In Vail, the Eagle River Water and Sanitation District has not imposed any restrictions on outdoor water use, but over the weekend urged customers to adhere to regulations that allow up to three days of lawn watering per week.
It could get wild and crazy this summer. Or maybe it will start raining. Right now, people are on edge.
Struggling trees can contribute to haze
STEAMBOAT SPRINGS, Colo.—Smog and haze in the West may be exacerbated by the epidemic of bark beetles that have killed millions of lodgepole pine as well as other evergreens.
Gases called volatile organic compounds are released from the holes bored into trees by the beetles as a defense mechanism at rates up to 20 times that of healthy trees at ground level, according to the study.
The study was conducted in part by scientist Gannet Hallar of the Desert Research Institute, which operates the Storm Peak Laboratory atop the Steamboat ski area.
While proving that infested trees produce more VOCs and identifying the type of VOCs, the study does not allow researchers to conclude how much the chemicals contribute to haze.
The paper reporting the results was published in the Journal of Environmental Science & Technology.
Clothing no option in Chainless Race
CRESTED BUTTE, Colo.—Somebody's going to lose an eye if there isn't more order in Crested Butte's Chainless Race. That's what the adults in Crested Butte are saying as they attempt to get participants to wear helmets and slack off the booze and drugs before embarking on the eight-mile thriller.

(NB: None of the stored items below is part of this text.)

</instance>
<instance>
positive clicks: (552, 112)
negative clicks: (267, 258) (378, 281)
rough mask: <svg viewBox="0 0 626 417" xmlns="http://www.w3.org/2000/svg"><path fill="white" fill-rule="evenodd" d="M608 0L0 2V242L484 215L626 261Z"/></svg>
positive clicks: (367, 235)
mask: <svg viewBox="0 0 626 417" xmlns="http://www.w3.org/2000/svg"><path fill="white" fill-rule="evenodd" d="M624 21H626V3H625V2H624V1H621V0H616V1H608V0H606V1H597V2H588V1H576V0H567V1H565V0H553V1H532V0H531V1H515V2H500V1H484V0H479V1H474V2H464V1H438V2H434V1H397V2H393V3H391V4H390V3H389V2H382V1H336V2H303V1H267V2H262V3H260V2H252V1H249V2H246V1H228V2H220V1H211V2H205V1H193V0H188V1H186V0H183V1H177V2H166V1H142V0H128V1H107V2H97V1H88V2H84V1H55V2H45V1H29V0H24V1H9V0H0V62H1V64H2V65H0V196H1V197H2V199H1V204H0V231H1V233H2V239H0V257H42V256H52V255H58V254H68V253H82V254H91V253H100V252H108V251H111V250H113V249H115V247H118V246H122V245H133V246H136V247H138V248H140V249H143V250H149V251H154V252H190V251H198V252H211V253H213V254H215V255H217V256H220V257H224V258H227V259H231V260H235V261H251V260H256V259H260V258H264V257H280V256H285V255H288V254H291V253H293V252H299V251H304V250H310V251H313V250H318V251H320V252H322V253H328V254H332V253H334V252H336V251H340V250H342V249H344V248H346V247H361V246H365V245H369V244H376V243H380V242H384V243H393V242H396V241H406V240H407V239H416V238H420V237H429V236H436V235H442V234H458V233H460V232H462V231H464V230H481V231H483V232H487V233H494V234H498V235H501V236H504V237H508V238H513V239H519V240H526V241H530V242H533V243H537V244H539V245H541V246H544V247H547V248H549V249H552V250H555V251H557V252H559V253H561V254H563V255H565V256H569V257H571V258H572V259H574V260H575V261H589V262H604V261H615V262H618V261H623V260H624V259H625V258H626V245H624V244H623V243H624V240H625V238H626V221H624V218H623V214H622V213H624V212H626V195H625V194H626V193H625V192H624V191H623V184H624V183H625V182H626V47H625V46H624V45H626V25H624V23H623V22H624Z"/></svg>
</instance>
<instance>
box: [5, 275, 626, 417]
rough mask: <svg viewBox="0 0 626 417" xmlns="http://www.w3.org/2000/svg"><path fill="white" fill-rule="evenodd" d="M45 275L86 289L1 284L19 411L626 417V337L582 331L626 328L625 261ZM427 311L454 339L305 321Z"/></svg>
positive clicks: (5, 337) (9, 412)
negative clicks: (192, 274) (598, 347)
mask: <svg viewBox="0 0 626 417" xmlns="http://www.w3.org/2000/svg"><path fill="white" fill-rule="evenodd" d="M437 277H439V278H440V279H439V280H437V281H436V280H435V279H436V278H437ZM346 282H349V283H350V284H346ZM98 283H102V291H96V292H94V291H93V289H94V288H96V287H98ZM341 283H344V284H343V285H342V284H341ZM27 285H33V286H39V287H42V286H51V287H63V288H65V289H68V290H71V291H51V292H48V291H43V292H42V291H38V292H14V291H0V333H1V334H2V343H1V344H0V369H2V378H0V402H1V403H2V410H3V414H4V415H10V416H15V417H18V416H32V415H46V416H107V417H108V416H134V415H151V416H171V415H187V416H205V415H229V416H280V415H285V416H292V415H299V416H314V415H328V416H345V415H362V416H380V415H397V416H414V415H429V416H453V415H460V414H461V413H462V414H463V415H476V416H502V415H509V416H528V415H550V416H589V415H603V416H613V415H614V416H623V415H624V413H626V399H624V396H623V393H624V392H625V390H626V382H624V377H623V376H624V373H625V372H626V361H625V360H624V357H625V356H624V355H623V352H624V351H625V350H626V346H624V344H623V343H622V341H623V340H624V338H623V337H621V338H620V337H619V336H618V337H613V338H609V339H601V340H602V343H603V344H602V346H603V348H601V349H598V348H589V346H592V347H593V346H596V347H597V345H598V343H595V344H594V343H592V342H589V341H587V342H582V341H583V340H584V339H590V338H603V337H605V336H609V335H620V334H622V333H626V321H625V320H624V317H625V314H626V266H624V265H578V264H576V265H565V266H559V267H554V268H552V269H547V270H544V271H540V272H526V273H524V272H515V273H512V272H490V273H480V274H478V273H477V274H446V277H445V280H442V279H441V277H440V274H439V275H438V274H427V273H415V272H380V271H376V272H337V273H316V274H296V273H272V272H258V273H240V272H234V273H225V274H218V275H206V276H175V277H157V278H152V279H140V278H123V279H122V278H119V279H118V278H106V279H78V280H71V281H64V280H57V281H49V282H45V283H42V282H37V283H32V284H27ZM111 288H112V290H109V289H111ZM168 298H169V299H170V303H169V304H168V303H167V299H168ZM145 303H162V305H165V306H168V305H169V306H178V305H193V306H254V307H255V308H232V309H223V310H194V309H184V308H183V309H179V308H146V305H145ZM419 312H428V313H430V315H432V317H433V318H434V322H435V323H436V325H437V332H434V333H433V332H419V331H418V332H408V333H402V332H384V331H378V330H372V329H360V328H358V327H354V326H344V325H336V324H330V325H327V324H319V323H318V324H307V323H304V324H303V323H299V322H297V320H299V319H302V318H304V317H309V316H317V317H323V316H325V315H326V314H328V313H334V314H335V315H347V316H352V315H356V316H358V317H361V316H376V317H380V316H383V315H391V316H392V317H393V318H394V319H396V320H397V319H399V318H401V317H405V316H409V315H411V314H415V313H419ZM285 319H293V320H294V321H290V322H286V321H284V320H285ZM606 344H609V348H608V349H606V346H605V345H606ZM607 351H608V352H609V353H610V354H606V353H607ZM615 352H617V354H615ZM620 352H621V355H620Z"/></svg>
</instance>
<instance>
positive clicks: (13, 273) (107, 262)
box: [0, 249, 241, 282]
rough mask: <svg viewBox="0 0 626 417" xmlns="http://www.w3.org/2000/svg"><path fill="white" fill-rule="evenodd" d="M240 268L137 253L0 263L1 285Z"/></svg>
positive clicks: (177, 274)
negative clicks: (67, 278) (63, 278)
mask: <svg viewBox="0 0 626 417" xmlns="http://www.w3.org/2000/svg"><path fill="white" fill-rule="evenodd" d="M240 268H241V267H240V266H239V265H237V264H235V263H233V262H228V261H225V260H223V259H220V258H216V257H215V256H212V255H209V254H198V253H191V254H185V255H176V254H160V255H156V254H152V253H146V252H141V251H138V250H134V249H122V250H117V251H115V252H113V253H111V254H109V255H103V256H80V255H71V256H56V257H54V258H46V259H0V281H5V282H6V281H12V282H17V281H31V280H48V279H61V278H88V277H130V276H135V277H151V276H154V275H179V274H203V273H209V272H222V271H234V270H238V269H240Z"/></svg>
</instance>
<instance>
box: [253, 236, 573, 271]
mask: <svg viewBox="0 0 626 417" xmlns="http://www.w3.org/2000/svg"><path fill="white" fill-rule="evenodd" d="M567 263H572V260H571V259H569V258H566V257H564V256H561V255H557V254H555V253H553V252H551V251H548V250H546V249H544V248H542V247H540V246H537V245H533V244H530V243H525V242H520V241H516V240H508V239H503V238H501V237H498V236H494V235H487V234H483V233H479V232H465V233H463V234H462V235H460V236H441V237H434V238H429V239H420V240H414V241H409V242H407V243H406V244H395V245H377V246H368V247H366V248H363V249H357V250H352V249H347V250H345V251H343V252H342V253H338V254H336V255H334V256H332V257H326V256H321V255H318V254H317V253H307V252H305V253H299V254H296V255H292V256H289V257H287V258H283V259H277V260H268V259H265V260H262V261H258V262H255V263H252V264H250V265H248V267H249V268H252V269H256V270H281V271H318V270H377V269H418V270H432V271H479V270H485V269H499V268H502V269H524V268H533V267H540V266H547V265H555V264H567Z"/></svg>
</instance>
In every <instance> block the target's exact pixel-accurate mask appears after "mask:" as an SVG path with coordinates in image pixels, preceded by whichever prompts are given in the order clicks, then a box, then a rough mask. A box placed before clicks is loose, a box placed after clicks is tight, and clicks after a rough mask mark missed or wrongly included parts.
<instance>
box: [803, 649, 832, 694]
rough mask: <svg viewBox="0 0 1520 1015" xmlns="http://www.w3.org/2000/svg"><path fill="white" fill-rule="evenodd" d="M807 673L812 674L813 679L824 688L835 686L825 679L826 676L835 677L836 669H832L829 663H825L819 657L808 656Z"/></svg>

Also mandatory this year: clothing.
The Crested Butte News says that "costumes, carnage and fun have always been a draw" in the informal event. Participants remove the chains from their bikes, then coast from 10,000-foot Kebler Pass, shedding more than 1,100 feet in vertical before coasting to a finish in downtown Crested Butte.
Three serious injuries were suffered last year, requiring the use of all local ambulances to transport victims to a hospital 27 miles away. Had somebody else had a heart attack, he would have been out of luck.
The News notes that town and chamber officials insist on a cap of 200 racers and promise to install 100 bales of hay where the road steeply descends and then takes a right turn onto Elk Avenue, the town's main street.
Widow of avalanche victim sues ski area
WINTER PARK, Colo.—The widow of a man killed in an avalanche last January at the Winter Park ski area has sued the ski area operator, Intrawest.
The lawsuit alleges that Winter Park officials should have known that slopes within the boundaries of the ski area could have been prone to avalanche.
The victim, Christopher Norris, died Jan. 22 while skiing in a forested area called Testle Trees.
James Heckbert, an attorney on behalf of the victim's family, told the Sky-Hi Daily News that avalanches are not part of the inherent risk of skiing that, by Colorado law, protects ski area operators from suits.
"Ski areas are the experts," he said. "There is inherent risk as a part of skiing. You may hit a rock. That is part of skiing in a ski area. That is an inherent risk. An avalanche is not part of the inherent risk at a ski resort."
The Colorado Avalanche Information Center on that weekend had warned that triggering avalanches on any snow-covered slope of 30 degrees or steeper was likely.
"Triggering slides will be easy today," said the report.